И он пустился рассуждать о цветах, о расположении садовых аллей, словно спеша увести разговор в сторону от материй, о каких упомянул Самуил, то есть от скамейки и от пасторской дочки. Он сам не понимал почему, но ему стало как-то неприятно слышать имя Христианы из насмешливых уст Самуила.

Друзья блуждали по аллеям целый час. В дальнем конце парка они набрели на фруктовый сад. Впрочем, в это время года он ничем не отличался от цветочного: яблони и персиковые деревья пока представляли собой всего лишь громадные букеты белоснежных и розовых цветов.

— О чем ты задумался? — внезапно спросил у Юлиуса его спутник, заметивший, что молодой человек, погрузившись в мечты, стал чересчур молчалив.

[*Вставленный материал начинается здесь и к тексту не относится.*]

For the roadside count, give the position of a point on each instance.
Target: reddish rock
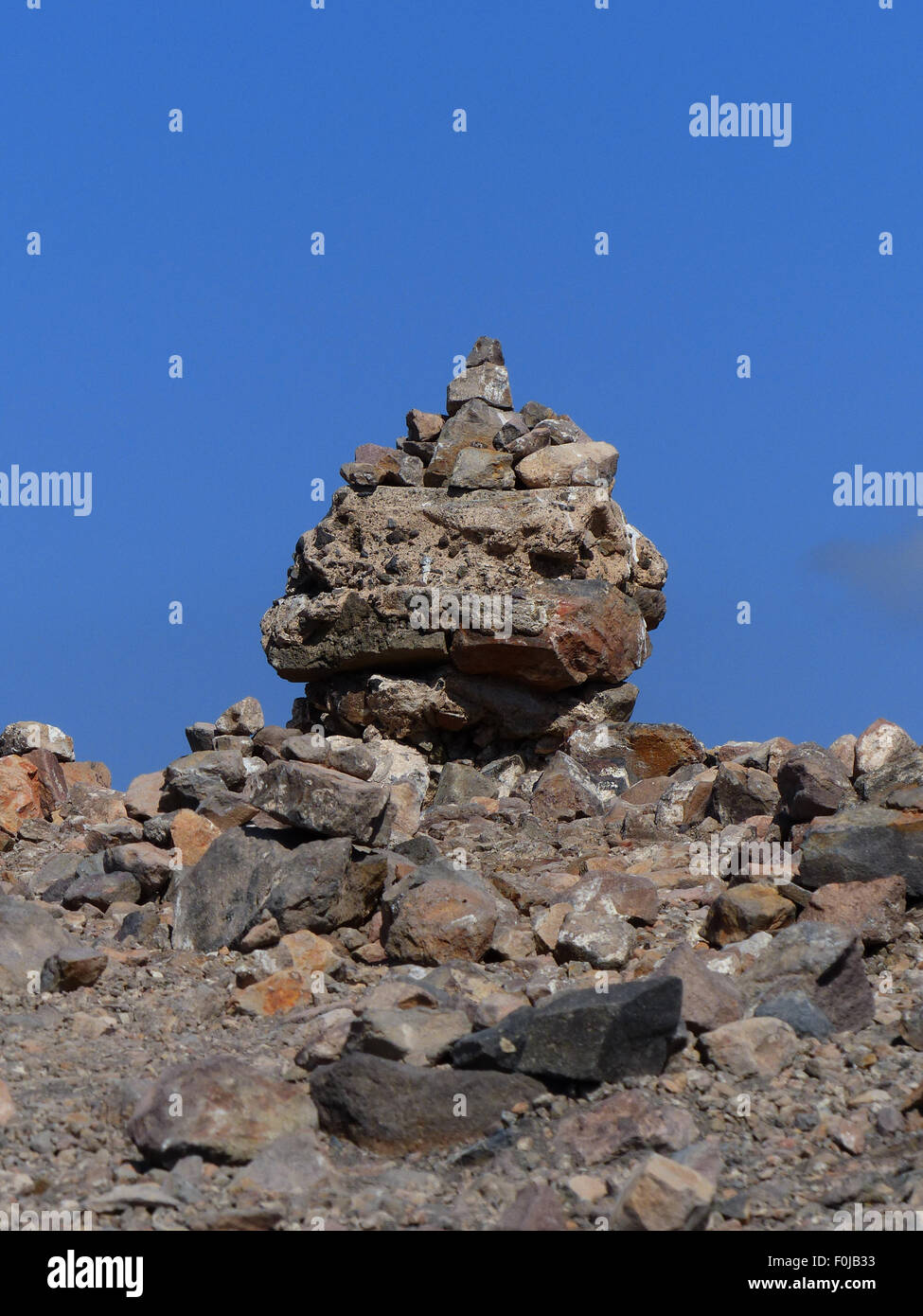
(708, 999)
(142, 798)
(20, 793)
(627, 1121)
(741, 911)
(873, 910)
(191, 834)
(593, 631)
(881, 744)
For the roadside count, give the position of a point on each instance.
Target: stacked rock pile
(473, 587)
(461, 907)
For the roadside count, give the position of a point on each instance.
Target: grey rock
(583, 1035)
(389, 1107)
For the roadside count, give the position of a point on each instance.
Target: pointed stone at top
(485, 377)
(486, 351)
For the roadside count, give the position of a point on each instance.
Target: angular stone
(418, 1036)
(873, 910)
(686, 802)
(664, 1197)
(599, 940)
(708, 999)
(629, 1121)
(390, 1107)
(293, 1166)
(486, 382)
(142, 798)
(219, 899)
(21, 738)
(245, 718)
(460, 783)
(482, 469)
(485, 351)
(821, 960)
(188, 779)
(615, 894)
(844, 749)
(758, 1046)
(441, 920)
(583, 1035)
(569, 463)
(563, 791)
(326, 1038)
(20, 793)
(738, 792)
(656, 749)
(70, 969)
(148, 864)
(101, 890)
(741, 911)
(475, 422)
(798, 1011)
(862, 844)
(812, 782)
(536, 1210)
(51, 779)
(424, 427)
(219, 1109)
(315, 886)
(593, 631)
(201, 736)
(881, 744)
(191, 834)
(29, 934)
(323, 802)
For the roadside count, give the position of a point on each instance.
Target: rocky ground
(461, 947)
(532, 1013)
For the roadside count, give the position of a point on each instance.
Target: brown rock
(664, 1195)
(142, 798)
(20, 793)
(536, 1210)
(191, 833)
(424, 427)
(708, 999)
(441, 920)
(758, 1046)
(881, 744)
(873, 910)
(741, 911)
(569, 463)
(627, 1121)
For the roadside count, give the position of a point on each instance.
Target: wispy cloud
(888, 573)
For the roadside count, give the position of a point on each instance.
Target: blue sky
(340, 120)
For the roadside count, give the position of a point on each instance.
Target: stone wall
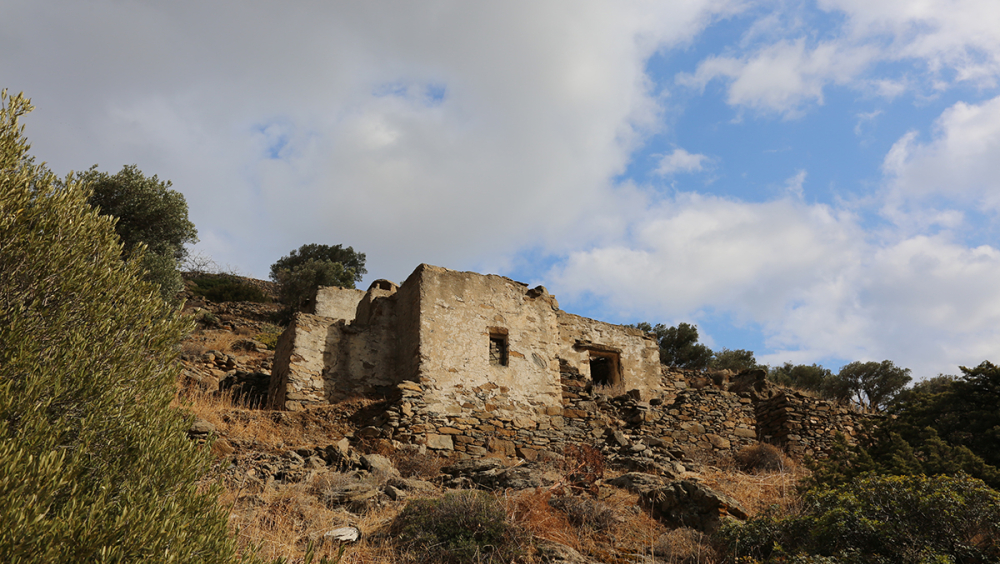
(438, 328)
(803, 425)
(637, 354)
(679, 422)
(460, 312)
(337, 303)
(297, 377)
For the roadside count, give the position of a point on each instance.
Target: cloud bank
(501, 136)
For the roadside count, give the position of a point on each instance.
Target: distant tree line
(870, 385)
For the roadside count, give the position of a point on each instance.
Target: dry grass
(291, 517)
(233, 418)
(685, 546)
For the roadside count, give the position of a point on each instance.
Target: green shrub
(760, 457)
(462, 527)
(94, 464)
(228, 289)
(882, 519)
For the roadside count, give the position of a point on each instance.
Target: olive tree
(94, 463)
(300, 273)
(152, 221)
(872, 385)
(679, 345)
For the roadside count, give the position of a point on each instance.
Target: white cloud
(444, 133)
(950, 41)
(946, 35)
(960, 163)
(783, 77)
(794, 184)
(807, 274)
(697, 252)
(864, 118)
(681, 161)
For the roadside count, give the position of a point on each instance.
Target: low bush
(760, 457)
(269, 336)
(586, 512)
(462, 527)
(884, 519)
(584, 466)
(228, 289)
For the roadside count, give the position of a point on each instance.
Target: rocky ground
(300, 481)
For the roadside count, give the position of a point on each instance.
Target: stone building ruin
(479, 364)
(446, 329)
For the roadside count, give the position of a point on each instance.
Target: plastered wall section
(298, 373)
(639, 354)
(337, 303)
(458, 312)
(362, 357)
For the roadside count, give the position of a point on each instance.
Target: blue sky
(814, 181)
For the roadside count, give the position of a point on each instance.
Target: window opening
(498, 349)
(604, 368)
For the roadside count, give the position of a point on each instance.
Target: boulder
(378, 464)
(556, 553)
(684, 503)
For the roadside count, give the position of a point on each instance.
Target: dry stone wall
(679, 424)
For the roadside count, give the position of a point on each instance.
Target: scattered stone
(343, 534)
(201, 428)
(685, 503)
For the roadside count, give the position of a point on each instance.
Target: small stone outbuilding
(448, 330)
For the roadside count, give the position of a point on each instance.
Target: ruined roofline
(383, 287)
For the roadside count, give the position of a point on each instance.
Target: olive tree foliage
(872, 385)
(303, 271)
(736, 360)
(152, 221)
(679, 345)
(965, 411)
(94, 464)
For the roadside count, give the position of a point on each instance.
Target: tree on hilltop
(94, 464)
(152, 221)
(300, 273)
(872, 385)
(679, 345)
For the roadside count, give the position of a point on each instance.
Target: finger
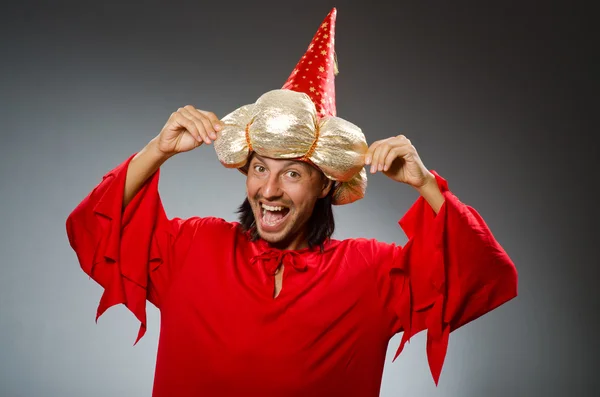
(200, 119)
(382, 153)
(188, 125)
(370, 151)
(217, 124)
(395, 153)
(201, 125)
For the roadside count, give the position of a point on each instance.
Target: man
(273, 305)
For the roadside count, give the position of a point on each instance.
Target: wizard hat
(299, 122)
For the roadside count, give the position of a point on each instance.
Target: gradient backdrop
(496, 97)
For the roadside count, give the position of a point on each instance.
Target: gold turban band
(284, 124)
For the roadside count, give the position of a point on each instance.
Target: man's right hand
(186, 129)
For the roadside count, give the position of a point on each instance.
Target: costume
(326, 334)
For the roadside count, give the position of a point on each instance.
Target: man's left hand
(398, 159)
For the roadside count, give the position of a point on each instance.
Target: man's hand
(398, 159)
(186, 129)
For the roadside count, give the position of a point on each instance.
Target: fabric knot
(273, 258)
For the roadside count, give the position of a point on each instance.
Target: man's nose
(272, 187)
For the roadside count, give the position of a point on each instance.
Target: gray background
(496, 97)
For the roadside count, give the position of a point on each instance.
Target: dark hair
(320, 225)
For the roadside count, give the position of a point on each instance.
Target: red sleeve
(130, 253)
(450, 272)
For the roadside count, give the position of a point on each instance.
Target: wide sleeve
(131, 253)
(450, 272)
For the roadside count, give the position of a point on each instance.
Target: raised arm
(185, 130)
(452, 270)
(120, 232)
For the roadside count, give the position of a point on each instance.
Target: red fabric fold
(116, 247)
(452, 271)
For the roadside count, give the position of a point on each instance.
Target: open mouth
(272, 216)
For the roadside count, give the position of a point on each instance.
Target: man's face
(282, 194)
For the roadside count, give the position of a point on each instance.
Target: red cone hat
(314, 74)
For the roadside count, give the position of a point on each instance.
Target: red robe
(326, 334)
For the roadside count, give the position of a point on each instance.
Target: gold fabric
(283, 124)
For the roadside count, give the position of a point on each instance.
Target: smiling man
(273, 305)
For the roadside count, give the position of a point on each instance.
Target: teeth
(269, 208)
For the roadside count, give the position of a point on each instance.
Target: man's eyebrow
(287, 163)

Мы не осмелимся утверждать, что Юлиус в этом случае был вполне чистосердечен, но как бы то ни было, он ответил:

— Об отце.

— О твоем отце? Но сделай милость, объясни, с какой стати тебе пришел на ум сей ученый муж?

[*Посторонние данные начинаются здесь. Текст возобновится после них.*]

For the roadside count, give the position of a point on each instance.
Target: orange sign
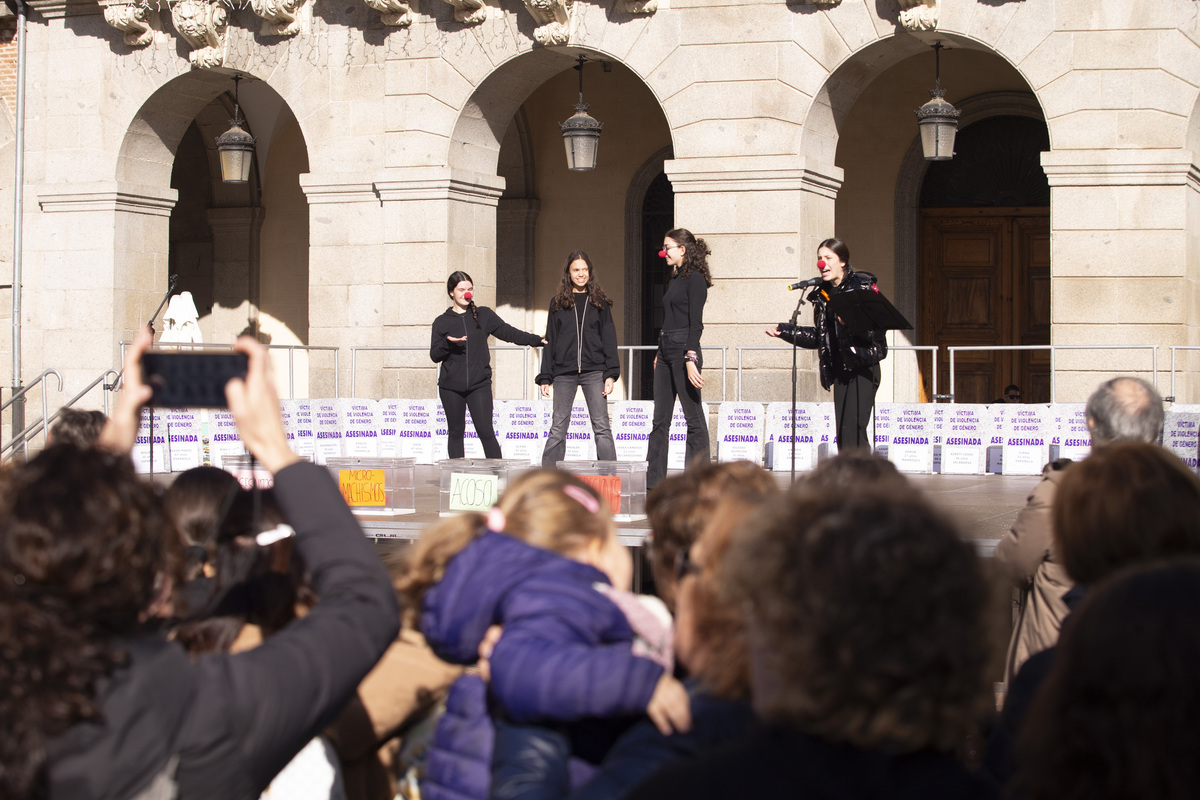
(361, 487)
(606, 486)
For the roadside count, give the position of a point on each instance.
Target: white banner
(631, 421)
(739, 432)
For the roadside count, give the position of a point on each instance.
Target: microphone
(810, 282)
(805, 284)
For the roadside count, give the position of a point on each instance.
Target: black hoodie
(466, 366)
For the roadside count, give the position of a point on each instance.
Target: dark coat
(466, 366)
(777, 762)
(563, 354)
(840, 353)
(565, 653)
(234, 721)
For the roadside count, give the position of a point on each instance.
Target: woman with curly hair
(580, 353)
(679, 360)
(864, 617)
(95, 705)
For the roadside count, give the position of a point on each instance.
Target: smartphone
(190, 379)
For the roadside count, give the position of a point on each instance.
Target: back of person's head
(853, 469)
(718, 642)
(1116, 715)
(1125, 409)
(1125, 504)
(76, 427)
(865, 615)
(682, 505)
(544, 507)
(83, 547)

— Да хоть потому, что завтра в тот же час у него, может быть, уже не будет сына.

— Ну, мой дорогой, не будем спешить с составлением завещания, хорошо? Полагаю, что завтра меня ждут, по меньшей мере, такие же опасности, как тебя. Вот и подумаем об этом завтра, тогда будет самое время. Ты еще не знаешь, до какой степени разыгравшееся воображение подтачивает волю. В этом состоит слабость возвышенных умов, это их уязвимое место, подчас позволяющее глупцам торжествовать над ними. Что до нас, мы не должны этого допустить.

— Не беспокойся! — отозвался Юлиус. — Ни моя воля, ни отвага не изменят мне в час завтрашнего испытания.

— Я в этом не сомневаюсь, Юлиус. Так оставь же свою мрачную мину. Кстати, вон, кажется, и пастор с дочкой идут сюда. Ба! Похоже, твоя улыбка возвращается к тебе вместе с ними. Уж не ходила ли она тоже в храм?

— Аспид, — пробормотал Юлиус.

Пастор и Христиана действительно возвращались из церкви. Девушка уже повернула к дому; священник же поспешил навстречу гостям.

IV

ПЯТЬ ЧАСОВ, ПРОМЕЛЬКНУВШИЕ КАК ПЯТЬ МИНУТ

У пастора Шрайбера было суровое, честное лицо немецкого священника, привыкшего неукоснительно придерживаться в собственной жизни заповедей, которые он проповедует другим. Это был мужчина лет сорока пяти, следовательно, еще не старый. Его лицо хранило отпечаток вдумчивой, несколько меланхолической доброты. Вдумчивость приличествовала его роду занятий, меланхолия была следствием пережитых утрат. Потеря жены и дочери оставила неизгладимый след: чувствовалось, что человек этот безутешен. Тень земной скорби, омрачавшая его лицо, казалось, ведет непрестанную борьбу с врачующим душу светом христианского упования.